Thursday 18 May 2017

I am Faransis Dramaturgy: Jari Juutinen @ Edfringe 2017

The most internationally active Finnish theatre director, Jari Juutinen (recently awarded with a 5-year state artist grant) has written and directed a brand new play called 

I am Faransis W. 
from Aug 6 to Aug 27 (except Aug 14, Aug 21) at 17:45.



Applying Georg Büchner’s text to a post-truth world, I am Faransis W. sees the son of a Finnish carpenter flung into a racist TV quiz show that takes away both his freedom and identity. 



Is the world out of joint? Who is torturing whom? How does it feel to be poor? Why is the water calling out? Where are you now, Woyzeck? A new play by award-winning Finnish playwright/director Jari Juutinen, based loosely on Büchner’s classic Woyzeck. 

A theatrical kaleidoscope and a mixture of a TV game show, interrogation and a Kafkaesque nightmare, it asks where the world is going now as we define our neighbours by colour, religion, nationality – or just our day-to-day prejudices or intuitions.




What was the inspiration for this performance?
First of all the "war of the worlds" we seem to have driven into. Secondly I just had to write this one because I am confused as I do not recognise the country I am living in anymore, nor the Europe I am living in anymore. What I see around me is like a brutal version of one of Kafka’s novels: we, the characters are wandering around in a nightmare-like landscape where the incidents seem to have logic - but a hidden one. 

I do not understand how is it possible that we, "the free world" are still running Guantanamo and all the other secret camps where we try to prevent terrorism by torturing innocent people, and by doing so we in fact feed terrorism – and all this is done in the name of freedom and democracy. We have the growing nationalism and people drowning in the Mediterranean like dogs because we do not sell them tickets for our aeroplanes. 


Some survive the big walk and so we have refugees that we do not want since we have decided there is something wrong in their escape from the wars we have given them. We close our borders and our hearts from the dying but keep
both open for the travelling tax-free capital. Capital we have more than ever before – held by fewer hands than ever before. Something like that. 

Is performance still a good space for the public discussion of ideas? 
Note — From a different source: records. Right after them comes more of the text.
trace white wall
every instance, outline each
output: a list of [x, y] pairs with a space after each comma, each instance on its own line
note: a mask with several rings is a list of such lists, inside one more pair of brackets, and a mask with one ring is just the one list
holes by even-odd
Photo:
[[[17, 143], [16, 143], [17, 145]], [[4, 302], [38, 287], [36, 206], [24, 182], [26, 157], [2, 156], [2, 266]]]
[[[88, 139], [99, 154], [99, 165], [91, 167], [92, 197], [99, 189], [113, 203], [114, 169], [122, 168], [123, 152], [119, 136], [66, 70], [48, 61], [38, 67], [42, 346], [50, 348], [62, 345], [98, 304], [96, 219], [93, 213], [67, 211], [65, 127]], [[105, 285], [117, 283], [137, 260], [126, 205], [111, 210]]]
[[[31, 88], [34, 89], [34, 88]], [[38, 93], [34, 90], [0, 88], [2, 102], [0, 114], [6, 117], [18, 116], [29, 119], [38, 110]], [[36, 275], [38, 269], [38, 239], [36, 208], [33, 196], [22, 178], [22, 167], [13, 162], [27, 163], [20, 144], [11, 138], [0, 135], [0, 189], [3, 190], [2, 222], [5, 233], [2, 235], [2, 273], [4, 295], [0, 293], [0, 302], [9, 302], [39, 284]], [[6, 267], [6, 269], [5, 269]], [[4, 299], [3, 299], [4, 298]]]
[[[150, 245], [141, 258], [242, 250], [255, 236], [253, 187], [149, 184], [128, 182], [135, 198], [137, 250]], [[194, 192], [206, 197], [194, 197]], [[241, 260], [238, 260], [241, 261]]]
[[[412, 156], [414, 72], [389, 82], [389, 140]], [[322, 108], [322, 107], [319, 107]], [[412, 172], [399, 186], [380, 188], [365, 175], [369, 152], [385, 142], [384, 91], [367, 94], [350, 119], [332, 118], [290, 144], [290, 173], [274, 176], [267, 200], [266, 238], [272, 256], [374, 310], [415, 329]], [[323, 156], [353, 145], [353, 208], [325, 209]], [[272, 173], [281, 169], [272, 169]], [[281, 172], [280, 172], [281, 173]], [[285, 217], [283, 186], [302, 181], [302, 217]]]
I write plays because I think by writing. My plays are an open call for a dialogue with the audience. The audience for me is a concrete thing: the individuals present in the day's performance. So, yes, definitely. I haven't found a better one. It is face-to-face situation. And if there is aestethics, or art, involved, there are dimensions and depth in it. 

How did you become interested in making performance?
I am not interested in making performances at all. But often I find myself in a situation where there are no options: I just have to open my mouth and share what I feel and see. My way of opening my mouth is to produce a piece of art on stage. 

Is there any particular approach to the making of the show?

Well, injustice seem to hurt me personally even when it is not personally aimed at me. 


Does the show fit with your usual productions?
I don't want to do usual productions. I like to think that they all are original. But I guess in some way it does. It is political, for instance. 

What do you hope that the audience will experience?
I wish they experience something that shakes their opinions a bit. Both politically and aesthetically. 

What strategies did you consider towards shaping this audience experience?

I try to surprise and to be unpredictable. This one could be defined as a theatrical kaleidoscope. Not only because of "strategy" but  also and mainly because one should make things as simple as possible, but not simpler than the true nature of them is. That is the fact that calls the art in. 

n a theatrical kaleidoscope that mixes TV game show, interrogation and a Kafkaesque nightmare, it asks what will become of the world if allow our day-to-day prejudices blind us, and if we define our neighbours by colour, religion, nationality. 

Finnish playwright/director Jari Juutinen uses live action, livestreaming and projection to take the social critique of Woyzeck and apply it to a world where anyone can be labeled and treated as a terrorist.